1961 saw the release of the film 'The Young Ones' starring, amongst others, Cliff Richard.
The story is about the youth club member and aspiring singer Nicky (Cliff Richard) and his friends, who try to save their club in western London from the unscrupulous millionaire property developer Hamilton Black, who plans to tear it down to make room for a large office block.
The members decide to put on a show to raise the money needed to buy a lease renewal. The twist in the story is that Nicky in reality is Hamilton Black's son, something he keeps keeps secret from his friends until some of them try to kidnap Black senior to prevent him from stopping the show.
Although he is fighting his father over the future of the youth club, Nicky can't allow them to harm him, so he attacks the attackers and frees his father. In the meantime, Black senior has realised that his son is the mystery singer that all of London is talking about, after the youth club members have done some pirate broadcasts to promote their show.

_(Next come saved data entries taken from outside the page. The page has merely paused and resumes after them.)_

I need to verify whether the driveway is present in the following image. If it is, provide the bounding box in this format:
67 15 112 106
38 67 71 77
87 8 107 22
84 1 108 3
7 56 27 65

So, although he's just bought the theatre where the show is to take place, in order to be able to stop it, the proud father decides that the show must go one. At the end, he joins the youth club members on stage, dancing and singing, after having promised to build them a new youth club.
Here is the trailer for the film.
How is the representation of British Youth different here to what you have previously seen?
The representation of youths within 'The Young Ones' (1961) expresses them as kind-hearted and friendly, a direct antithesis to how teenagers were portrayed three years later as the uprise of Mods and Rockers created a moral panic; they were depicted as a threat to society. Within this film, the youths are conveyed in a positive light: The fact that they are performing for crowds, full of a variety of ages, promotes their good intentions to please the audience. By creating performances for the public in order to retain their youth club, they aren't creating trouble resulting in a homogenous social status placed on the teenagers, comparing them to the rest of society and making them equals. Moreover, the teenagers act in a sociable, warm manner by the ways that they interact with each other and other members of society, which again supports their un-threatening persona; there are no sub-cultures between them, they all get along well and are just enjoying life, whereas the Mods and Rockers were divided into groups causing an ongoing conflict within the teenagers.
However, it is still evident that there are some similarities between the way that youths are represented within 'The Young Ones' and the Mods and Rockers in 1964. In 1961, it is clear that older generations still had a negative view on teenagers, often associating them with being rebellious. This is presented through Nicky's father, a middle aged man, Hamilton Black, who is seen in dialogue with his son in which they are discussing youth clubs - He states that 'They're just places they can go and plot some more mischief' reinforcing the association of teenagers and trouble.